今回の改定は、更新期間の固定化および支払い方法の厳格化を中心とするものであり、リビアで商標を保有する外国企業に対して、大きな費用負担と手続き見直しを求める内容となっています。
リビア商標法(2010年商標法第23号)の第1257条では保護期間は10年と思、更新期間も同様お10年である旨の規定があります。但し、更新金額が極めて高額であることから、年単位などでの更新を認めていました。しかし、途中で商標権を不要と判断した場合には、外貨の獲得を図ることがで着ないことになります。また10年単位での更新が法律上の規定であることから、10年一括更新の適用を厳格に認めることとされました。
1:分割払い制度の廃止と10年分一括払いの義務化
2025年の改定以降、1区分あたり20,000米ドルの更新料について、年間2,000米ドルずつ10年間で支払う分割払いが認められていました。
しかし、2026年2月23日付の新政策により、この分割払い制度は即時廃止されました。

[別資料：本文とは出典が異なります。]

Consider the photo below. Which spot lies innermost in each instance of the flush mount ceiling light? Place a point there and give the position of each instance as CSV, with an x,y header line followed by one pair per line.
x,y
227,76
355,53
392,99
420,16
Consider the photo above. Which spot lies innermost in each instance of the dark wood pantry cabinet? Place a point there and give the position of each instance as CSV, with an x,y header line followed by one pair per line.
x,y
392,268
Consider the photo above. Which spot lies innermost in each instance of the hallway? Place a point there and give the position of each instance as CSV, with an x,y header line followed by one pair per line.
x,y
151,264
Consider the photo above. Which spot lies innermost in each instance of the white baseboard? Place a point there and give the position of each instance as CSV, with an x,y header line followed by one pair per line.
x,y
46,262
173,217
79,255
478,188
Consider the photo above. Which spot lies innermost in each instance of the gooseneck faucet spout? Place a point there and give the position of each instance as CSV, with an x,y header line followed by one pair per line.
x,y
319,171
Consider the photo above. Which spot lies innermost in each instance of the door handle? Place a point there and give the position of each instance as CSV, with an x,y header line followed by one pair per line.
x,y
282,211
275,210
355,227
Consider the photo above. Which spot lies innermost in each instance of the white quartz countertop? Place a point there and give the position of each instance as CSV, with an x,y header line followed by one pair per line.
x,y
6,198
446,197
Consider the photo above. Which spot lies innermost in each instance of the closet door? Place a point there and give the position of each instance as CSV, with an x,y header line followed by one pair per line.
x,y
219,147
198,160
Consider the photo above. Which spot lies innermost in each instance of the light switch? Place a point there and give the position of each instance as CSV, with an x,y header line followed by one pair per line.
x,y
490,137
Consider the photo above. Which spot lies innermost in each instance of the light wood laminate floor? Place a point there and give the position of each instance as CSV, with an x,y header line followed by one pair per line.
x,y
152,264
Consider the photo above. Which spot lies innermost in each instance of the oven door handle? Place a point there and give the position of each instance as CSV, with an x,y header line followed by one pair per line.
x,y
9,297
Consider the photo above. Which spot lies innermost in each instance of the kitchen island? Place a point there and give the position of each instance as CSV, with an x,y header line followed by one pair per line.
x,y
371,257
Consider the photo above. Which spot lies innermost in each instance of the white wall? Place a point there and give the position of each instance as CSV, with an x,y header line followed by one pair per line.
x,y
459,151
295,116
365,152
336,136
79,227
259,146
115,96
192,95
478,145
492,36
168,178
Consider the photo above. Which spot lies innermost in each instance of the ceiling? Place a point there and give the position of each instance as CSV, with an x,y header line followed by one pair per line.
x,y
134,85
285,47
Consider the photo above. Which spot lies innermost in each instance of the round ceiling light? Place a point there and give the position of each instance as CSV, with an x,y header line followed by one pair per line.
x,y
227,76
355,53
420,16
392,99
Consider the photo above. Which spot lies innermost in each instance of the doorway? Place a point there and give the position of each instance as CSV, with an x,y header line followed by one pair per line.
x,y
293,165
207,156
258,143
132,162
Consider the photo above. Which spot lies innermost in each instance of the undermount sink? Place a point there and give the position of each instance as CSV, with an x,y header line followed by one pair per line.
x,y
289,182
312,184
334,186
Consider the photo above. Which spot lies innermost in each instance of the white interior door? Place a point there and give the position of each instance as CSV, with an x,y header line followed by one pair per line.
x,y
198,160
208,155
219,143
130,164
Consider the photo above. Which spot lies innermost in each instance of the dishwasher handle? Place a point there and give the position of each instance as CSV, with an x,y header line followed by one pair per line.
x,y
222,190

今後は、更新申請時に10年分(20,000米ドル)を全額前払いすることが必須となります。
2:更新期間の10年固定化
商標法第1257条に基づき、すべての商標更新は 「10年間」 の固定期間で行うことが義務付けられました。
これにより、従来一部で認められていた1年単位や数年単位での短期更新は、今後一切認められません。
3:過去に短期更新を行った権利者への補完義務
今回の政策変更は、既に短期更新を行った権利者にも遡及的に適用されます。
すでに1年分または数年分のみの更新料を支払って手続きを完了していた場合でも、残りの期間が10年に達するまでの追加申請および差額の支払いが必要となります。